Whether it is a bump on the head, a sports related injury or a fall on an icy sidewalk, the following symptoms can occur:
• Headaches
• Nausea and vomiting
• Dizziness
• Confusion and/or disorientation
• Agitation
• Loss of consciousness
• Memory loss of events right before or after injury
• Mental and/or physical fatigue

Seek medical care right away if there are any of the following symptoms:
• Changes in alertness and consciousness
• Persistent confusion
• Persistent vomiting
• Seizures
• Muscle weakness on one or both sides
• Unequal pupil dilation (one pupil larger than the other)
• Walking or balance problems

Are the signs of concussion different for children?

Children with a brain injury can have the same symptoms as adults, but it is often harder for them to put into words how they feel.
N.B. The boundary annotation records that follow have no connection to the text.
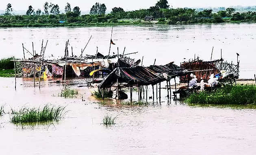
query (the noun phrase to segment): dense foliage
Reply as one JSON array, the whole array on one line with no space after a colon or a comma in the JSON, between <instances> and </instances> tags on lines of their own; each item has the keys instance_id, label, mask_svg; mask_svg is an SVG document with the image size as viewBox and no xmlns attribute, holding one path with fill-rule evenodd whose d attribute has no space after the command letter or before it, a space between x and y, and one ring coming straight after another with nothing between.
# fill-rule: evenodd
<instances>
[{"instance_id":1,"label":"dense foliage","mask_svg":"<svg viewBox=\"0 0 256 155\"><path fill-rule=\"evenodd\" d=\"M191 94L185 102L200 104L254 104L256 103L256 85L227 85L216 91Z\"/></svg>"},{"instance_id":2,"label":"dense foliage","mask_svg":"<svg viewBox=\"0 0 256 155\"><path fill-rule=\"evenodd\" d=\"M36 13L30 6L26 15L11 15L11 5L7 6L6 13L0 16L0 27L85 26L108 25L147 24L144 18L152 16L158 23L179 24L221 23L232 21L256 21L256 12L236 12L235 9L222 8L216 13L212 9L197 11L189 8L169 8L166 0L160 0L155 6L148 9L125 11L120 7L112 8L106 14L104 4L96 3L91 9L89 15L81 15L80 8L73 10L68 3L65 7L65 13L60 14L57 4L46 2L44 12L40 9Z\"/></svg>"}]
</instances>

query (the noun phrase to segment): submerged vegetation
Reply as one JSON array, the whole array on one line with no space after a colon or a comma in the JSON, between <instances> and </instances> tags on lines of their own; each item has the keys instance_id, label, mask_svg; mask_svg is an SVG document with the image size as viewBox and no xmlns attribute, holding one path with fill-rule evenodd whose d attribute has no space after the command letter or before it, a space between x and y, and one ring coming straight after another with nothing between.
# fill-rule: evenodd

Call your child’s doctor if they have had a blow to the head and you notice any of the following symptoms:
• Tiredness or listlessness
• Vomiting.
• Irritability or crankiness (will not stop crying or cannot be consoled)
• Changes in eating (will not eat or nurse)
• Changes in sleep patterns
• Changes in the way the child plays
• Changes in performance at school
• Lack of interest in favorite toys or activities
• Loss of new skills, such as toilet training
• Loss of balance or unsteady walking

What are the most common cognitive effects of brain injury?

• Attention and concentration
• memory loss
• Difficulty with judgment and decision-making
• recognizing and processing sound
• understanding and producing speech
• Recognition of objects
• Distorted perceptions of size, color, and shape
• Decision making and problem solving
• Impulse control

What are the most common physical effects of brain injury?
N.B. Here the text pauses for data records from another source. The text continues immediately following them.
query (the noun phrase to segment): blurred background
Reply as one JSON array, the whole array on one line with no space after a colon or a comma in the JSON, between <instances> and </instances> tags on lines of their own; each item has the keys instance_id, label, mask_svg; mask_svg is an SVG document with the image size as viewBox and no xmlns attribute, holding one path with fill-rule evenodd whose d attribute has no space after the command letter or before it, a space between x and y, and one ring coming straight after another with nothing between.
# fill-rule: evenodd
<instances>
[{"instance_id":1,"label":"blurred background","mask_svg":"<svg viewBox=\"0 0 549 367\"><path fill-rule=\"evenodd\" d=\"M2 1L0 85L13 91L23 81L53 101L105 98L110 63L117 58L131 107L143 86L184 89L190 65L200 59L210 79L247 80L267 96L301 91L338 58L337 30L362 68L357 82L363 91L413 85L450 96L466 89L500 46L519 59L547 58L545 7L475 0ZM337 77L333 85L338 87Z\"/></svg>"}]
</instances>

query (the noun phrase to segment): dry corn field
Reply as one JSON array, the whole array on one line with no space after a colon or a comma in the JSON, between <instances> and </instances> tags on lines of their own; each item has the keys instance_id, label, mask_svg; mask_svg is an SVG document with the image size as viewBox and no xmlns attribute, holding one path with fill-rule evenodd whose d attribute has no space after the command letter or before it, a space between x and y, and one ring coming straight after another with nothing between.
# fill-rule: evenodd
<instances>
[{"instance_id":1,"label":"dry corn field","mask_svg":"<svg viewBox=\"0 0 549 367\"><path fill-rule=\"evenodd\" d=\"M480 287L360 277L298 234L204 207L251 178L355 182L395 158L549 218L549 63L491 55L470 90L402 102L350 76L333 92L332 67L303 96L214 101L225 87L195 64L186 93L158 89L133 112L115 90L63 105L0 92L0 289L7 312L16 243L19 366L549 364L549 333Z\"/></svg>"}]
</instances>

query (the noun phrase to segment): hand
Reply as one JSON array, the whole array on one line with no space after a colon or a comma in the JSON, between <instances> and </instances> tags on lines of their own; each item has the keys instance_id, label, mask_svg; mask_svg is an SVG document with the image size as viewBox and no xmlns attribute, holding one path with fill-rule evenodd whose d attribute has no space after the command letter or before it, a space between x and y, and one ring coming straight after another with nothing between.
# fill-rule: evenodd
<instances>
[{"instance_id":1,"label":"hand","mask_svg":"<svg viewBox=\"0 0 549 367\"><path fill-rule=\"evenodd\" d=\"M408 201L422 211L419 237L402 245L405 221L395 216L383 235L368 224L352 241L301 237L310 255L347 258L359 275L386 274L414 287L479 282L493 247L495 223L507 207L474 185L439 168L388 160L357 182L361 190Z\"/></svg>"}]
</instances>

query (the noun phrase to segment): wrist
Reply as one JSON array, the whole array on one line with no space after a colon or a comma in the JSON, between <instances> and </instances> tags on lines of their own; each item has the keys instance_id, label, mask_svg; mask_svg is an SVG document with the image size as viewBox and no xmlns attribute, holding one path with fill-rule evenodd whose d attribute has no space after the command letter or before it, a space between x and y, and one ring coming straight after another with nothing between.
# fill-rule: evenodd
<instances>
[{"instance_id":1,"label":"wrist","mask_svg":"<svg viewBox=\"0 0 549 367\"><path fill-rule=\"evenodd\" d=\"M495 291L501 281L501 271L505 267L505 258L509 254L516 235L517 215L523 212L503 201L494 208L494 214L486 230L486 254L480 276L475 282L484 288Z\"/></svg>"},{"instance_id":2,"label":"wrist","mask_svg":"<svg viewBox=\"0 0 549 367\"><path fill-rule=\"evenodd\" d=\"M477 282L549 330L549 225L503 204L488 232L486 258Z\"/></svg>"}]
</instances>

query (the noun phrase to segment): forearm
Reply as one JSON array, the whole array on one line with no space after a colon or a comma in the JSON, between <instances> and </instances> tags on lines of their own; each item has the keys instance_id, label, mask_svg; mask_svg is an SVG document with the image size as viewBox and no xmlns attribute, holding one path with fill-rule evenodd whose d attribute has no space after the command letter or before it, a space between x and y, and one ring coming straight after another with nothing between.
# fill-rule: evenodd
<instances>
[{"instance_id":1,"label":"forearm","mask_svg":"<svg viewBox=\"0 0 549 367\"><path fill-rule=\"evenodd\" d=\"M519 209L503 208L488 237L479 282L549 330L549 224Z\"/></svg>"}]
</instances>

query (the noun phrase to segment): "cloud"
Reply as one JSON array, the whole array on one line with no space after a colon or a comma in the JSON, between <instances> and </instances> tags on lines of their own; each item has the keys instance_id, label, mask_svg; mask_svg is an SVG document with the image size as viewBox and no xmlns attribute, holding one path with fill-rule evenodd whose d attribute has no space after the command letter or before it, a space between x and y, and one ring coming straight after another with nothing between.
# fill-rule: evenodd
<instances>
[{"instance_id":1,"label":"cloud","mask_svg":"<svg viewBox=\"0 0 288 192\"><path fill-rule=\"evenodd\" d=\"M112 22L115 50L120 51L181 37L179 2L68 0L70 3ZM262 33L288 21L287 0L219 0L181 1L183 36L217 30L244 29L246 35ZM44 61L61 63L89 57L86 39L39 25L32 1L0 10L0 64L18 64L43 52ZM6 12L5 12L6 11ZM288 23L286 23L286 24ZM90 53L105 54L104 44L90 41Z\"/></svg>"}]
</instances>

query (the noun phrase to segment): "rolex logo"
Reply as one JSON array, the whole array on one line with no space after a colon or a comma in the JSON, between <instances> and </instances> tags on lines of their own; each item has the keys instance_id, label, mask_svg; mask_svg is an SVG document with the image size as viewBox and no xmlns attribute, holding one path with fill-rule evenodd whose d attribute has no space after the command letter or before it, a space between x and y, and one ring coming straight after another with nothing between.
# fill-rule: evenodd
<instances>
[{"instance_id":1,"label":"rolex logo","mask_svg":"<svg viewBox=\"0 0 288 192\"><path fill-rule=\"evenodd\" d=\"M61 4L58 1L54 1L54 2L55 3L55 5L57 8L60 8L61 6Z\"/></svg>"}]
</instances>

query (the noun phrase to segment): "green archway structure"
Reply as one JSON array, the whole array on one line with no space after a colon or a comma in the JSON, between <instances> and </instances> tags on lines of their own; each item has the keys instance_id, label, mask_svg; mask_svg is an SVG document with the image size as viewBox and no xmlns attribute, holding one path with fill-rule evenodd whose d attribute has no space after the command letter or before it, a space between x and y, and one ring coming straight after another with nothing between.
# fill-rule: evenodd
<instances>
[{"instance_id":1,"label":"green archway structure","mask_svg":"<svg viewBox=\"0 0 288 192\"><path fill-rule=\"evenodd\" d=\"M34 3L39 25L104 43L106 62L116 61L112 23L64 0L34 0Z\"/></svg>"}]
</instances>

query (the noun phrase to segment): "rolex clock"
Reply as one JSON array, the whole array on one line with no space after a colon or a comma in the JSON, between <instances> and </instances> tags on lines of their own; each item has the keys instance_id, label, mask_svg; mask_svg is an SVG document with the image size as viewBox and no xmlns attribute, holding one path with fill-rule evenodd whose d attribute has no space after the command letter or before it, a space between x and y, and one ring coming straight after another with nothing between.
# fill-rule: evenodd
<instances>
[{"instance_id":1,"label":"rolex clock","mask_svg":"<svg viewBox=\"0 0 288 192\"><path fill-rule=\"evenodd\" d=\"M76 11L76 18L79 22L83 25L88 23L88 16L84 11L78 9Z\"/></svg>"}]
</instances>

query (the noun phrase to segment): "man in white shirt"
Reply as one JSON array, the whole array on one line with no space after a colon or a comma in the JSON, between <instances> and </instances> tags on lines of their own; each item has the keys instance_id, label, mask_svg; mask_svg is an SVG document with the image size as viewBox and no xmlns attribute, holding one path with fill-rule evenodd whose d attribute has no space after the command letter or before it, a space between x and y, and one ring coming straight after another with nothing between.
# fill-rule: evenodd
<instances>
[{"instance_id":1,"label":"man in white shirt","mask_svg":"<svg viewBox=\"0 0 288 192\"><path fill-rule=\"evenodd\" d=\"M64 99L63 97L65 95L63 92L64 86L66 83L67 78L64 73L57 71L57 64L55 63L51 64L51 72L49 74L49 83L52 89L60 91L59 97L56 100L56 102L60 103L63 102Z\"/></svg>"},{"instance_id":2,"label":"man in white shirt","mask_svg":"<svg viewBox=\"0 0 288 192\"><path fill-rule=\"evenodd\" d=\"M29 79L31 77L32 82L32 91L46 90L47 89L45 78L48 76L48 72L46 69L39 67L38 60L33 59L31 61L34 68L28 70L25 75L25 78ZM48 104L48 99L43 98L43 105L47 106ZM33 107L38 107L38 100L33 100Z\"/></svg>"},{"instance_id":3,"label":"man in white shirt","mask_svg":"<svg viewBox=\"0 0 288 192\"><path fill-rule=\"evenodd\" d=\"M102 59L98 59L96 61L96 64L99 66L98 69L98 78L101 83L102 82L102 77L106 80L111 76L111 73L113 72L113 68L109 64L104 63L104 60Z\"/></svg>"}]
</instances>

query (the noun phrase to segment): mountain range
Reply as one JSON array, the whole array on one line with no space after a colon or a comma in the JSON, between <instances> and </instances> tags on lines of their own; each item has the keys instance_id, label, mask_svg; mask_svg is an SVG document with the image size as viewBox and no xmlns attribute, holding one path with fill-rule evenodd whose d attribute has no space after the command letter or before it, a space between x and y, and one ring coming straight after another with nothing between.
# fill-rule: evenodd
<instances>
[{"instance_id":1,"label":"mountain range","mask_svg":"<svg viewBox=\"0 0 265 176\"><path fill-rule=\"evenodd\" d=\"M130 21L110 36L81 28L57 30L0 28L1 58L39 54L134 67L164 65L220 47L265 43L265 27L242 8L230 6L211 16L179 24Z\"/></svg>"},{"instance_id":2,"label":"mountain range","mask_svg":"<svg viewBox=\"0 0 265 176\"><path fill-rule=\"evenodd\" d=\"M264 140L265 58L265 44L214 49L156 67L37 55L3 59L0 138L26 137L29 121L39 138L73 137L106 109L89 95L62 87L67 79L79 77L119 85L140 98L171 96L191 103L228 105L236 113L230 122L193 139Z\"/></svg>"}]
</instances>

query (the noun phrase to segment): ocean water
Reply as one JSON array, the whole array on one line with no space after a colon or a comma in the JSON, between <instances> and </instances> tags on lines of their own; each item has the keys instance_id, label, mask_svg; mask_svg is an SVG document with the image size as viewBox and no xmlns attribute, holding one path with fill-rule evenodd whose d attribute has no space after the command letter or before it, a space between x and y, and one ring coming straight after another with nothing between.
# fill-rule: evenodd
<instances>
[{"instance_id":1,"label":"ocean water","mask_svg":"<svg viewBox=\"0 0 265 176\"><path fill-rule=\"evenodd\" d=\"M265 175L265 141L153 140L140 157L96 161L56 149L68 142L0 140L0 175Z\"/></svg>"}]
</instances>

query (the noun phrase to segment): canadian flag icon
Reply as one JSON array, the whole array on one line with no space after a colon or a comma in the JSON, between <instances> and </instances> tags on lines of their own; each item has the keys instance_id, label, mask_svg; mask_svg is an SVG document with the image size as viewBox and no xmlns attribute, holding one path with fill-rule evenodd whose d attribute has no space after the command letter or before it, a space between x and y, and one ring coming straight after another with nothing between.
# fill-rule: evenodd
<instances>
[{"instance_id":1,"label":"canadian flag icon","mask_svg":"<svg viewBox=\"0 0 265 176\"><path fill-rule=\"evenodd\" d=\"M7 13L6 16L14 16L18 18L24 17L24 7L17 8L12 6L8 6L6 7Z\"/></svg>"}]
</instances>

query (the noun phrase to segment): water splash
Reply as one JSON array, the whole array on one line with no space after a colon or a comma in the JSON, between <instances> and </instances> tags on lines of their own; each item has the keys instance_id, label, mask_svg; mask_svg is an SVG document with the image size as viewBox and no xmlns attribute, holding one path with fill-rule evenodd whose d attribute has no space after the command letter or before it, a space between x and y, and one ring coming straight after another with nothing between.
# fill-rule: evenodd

• Chronic headache or head pain
• Chronic Seizures
• Blindness or blurred vision
• Slurred speech
• Poor balance and mobility
• Spasticity
• Problems swallowing
• Severe fatigue
• Hearing problems
• Sensitivity to noise, light, touch, smell or taste

What are the most common behavioural and emotional effects of brain injury?

• Depression and anxiety
• Verbal and physical outbursts
• Poor judgment and disinhibition
• Impulsive control issues
• Intolerance and negativity
• Apathy
• Egocentricity
• Rigidity and inflexibility
• Risky-taking behaviours
• Lack of empathy
• Lack of motivation or initiative
• Depression or anxiety

Will a person with brain injury recover?

There is no simple answer to this question. As no two brain injuries are alike, recovery outcomes are different for each individual. The extent of recovery depends on a variety of factors, including the area of the brain injured, the severity of the injury, as well as treatment and rehabilitation. The medical and rehabilitation team will work with the individual and their family to develop goals and will work collaboratively in the best interest of the individual. Return to functional skills can take years for some patients.

Does brain injury affect children differently?

Brain injury presents with the same signs and symptoms of adults with the acute changes affecting an individual’s alertness, memory, and the ability to process information. However, the cognitive effects of the brain injury are amplified by their young age. Therefore, the younger you are, the cognitive and neurobehavioural outcome is likely to be long-term. This is because the injury is occurring to the brain and the injury affects your ability to learn new information rather than affecting your ability to retain old information. Young children are just starting out their academic learning career and if they have an acquired brain injury, it affects the efficiency of their learning, or their speed and effectiveness of learning. This puts them at a real disadvantage over the long-term in comparison to adults who with a similar brain injury will have retained a great deal of old information that they have already learned and can build upon.